The T4 gene 41 protein and the gene 61 protein function together as a primase-helicase within the seven protein bacteriophage T4 multienzyme complex that replicates duplex DNA in vitro. We have previously shown that the 41 protein is a 5' to 3' helicase that requires a single-stranded region on the 5' side of the duplex to be unwound and is stimulated by the 61 protein (Venkatesan, M., Silver L. L., and Nossal, N. G. (1982) J. biol. Chem. 257, 12426-12434). The 41 protein, in turn, is required for pentamer primer synthesis by the 61 protein. We now show that the 41 protein helicase unwinds a partially duplex DNA molecule containing a performed fork more efficiently than a DNA molecule without a fork. Optimal helicase activity requires greater than 29 nucleotides of single-stranded DNA on the 3' side of the duplex (analogous to the leading strand template). This result suggests the 41 protein helicase interacts with the leading strand template as well as the lagging strand template as it unwinds the duplex region at the replication fork. As the single-stranded DNA on the 3' side of a short duplex (51 base pairs) is lengthened, the stimulation of the 41 protein helicase by the 61 protein is diminished. However, both the 61 protein and a preformed fork are essential for efficient unwinding of longer duplex regions (650 base pairs). These findings suggest that the 61 protein promotes both the initial unwinding of the duplex to form a fork and subsequent unwinding of longer duplexes by the 41 protein. A stable protein-DNA complex, detected by a gel mobility shift of phi X174 single-stranded DNA, requires both the 41 and 61 proteins and a rNTP (preferably rATP or rGTP, the nucleotides with the greatest effect on the helicase activity). In the accompanying paper, we report the altered properties of a proteolytic fragment of the 41 protein helicase and its effect on in vitro DNA synthesis in the T4 multienzyme replication system.     

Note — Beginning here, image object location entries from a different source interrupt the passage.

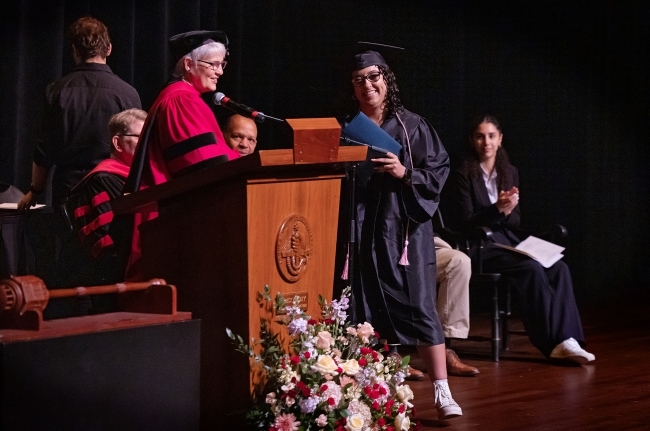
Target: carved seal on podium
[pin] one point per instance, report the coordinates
(294, 246)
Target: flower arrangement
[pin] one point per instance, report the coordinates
(331, 378)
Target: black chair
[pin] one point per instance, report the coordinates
(501, 313)
(462, 241)
(9, 194)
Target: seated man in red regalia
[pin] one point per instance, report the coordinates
(89, 205)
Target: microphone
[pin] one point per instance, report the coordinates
(241, 109)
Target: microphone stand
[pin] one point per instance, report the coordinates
(352, 240)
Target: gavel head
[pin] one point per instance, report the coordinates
(21, 293)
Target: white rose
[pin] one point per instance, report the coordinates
(350, 367)
(404, 394)
(325, 365)
(324, 340)
(402, 422)
(354, 423)
(365, 331)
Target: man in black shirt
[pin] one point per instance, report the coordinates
(72, 136)
(73, 139)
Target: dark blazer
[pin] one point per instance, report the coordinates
(465, 204)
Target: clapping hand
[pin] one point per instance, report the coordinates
(508, 200)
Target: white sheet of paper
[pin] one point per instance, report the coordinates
(544, 252)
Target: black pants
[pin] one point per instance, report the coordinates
(549, 310)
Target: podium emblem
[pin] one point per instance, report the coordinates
(293, 247)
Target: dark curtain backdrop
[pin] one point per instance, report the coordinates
(567, 79)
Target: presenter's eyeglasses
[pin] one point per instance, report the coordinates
(358, 81)
(215, 65)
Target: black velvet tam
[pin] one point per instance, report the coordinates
(184, 43)
(365, 54)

Bacteriophage T4 gene 41 protein, required for the synthesis of RNA primers, is also a DNA helicase

Bacteriophage T4 gene 41 protein is one of the two phage proteins previously shown to be required for the synthesis of the pentaribonucleotide primers which initiate the synthesis of new chains in the T4 DNA replication system. We now show that a DNA helicase activity which can unwind short fragments annealed to complementary single-stranded DNA copurifies with the gene 41 priming protein. T4 gene 41 is essential for both the priming and helicase activities, since both are absent after infection by T4 phage with an amber mutation in gene 41. A complete gene 41 product is also required for two other activities previously found in purified preparations of the priming activity: a single-stranded DNA-dependent GTPase (ATPase) and an activity which stimulates strand displacement synthesis catalyzed by T4 DNA polymerase, the T4 gene 44/62 and 45 polymerase accessory proteins, and the T4 gene 32 helix-destabilizing protein (five-protein reaction). The 41 protein helicase requires a single-stranded DNA region adjoining the duplex region and begins unwinding at the 3' terminus of the fragment. There is a sigmoidal dependence on both nucleotide (rGTP, rATP) and protein concentration for this reaction. 41 Protein helicase activity is stimulated by our purest preparation of the T4 gene 61 priming protein, and by the T4 gene 44/62 and 45 polymerase accessory proteins. The direction of unwinding is consistent with the idea that 41 protein facilitates DNA synthesis on duplex templates by destabilizing the helix as it moves 5' to 3' on the displaced strand.